About the novel, from the author's website:
Leodan Akaran, ruler of the Known World, has inherited generations of apparent peace and prosperity, won ages ago by his ancestors. A widower of high intelligence, he presides over an empire called Acacia, after the idyllic island from which he rules. He dotes on his four children and hides from them the dark realities of traffic in drugs and human lives on which their prosperity depends. He hopes that he might change this, but powerful forces stand in his way. And then a deadly assassin sent from a race called the Mein, exiled long ago to an ice-locked stronghold in the frozen north, strikes at Leodan in the heart of Acacia while they unleash surprise attacks across the empire. On his deathbed, Leodan puts into play a plan to allow his children to escape, each to their separate destiny.

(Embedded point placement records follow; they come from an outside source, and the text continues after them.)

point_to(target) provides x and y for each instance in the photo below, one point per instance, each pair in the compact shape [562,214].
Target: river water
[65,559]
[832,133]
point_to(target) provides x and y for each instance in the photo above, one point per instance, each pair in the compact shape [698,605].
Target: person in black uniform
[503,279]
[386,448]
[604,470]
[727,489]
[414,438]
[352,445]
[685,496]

And so his children begin a quest to avenge their father's death and restore the Acacian empire — this time on the basis of universal freedom.
Acacia is a thrilling work of literary imagination that creates an all-enveloping and mythic world that will carry readers away. It is a timeless tale of heroism and betrayal, of treachery and revenge, of primal wrongs and ultimate redemption. David Durham has reimagined the epic narrative for our time in a book that will surely mark his breakthrough to a wide audience.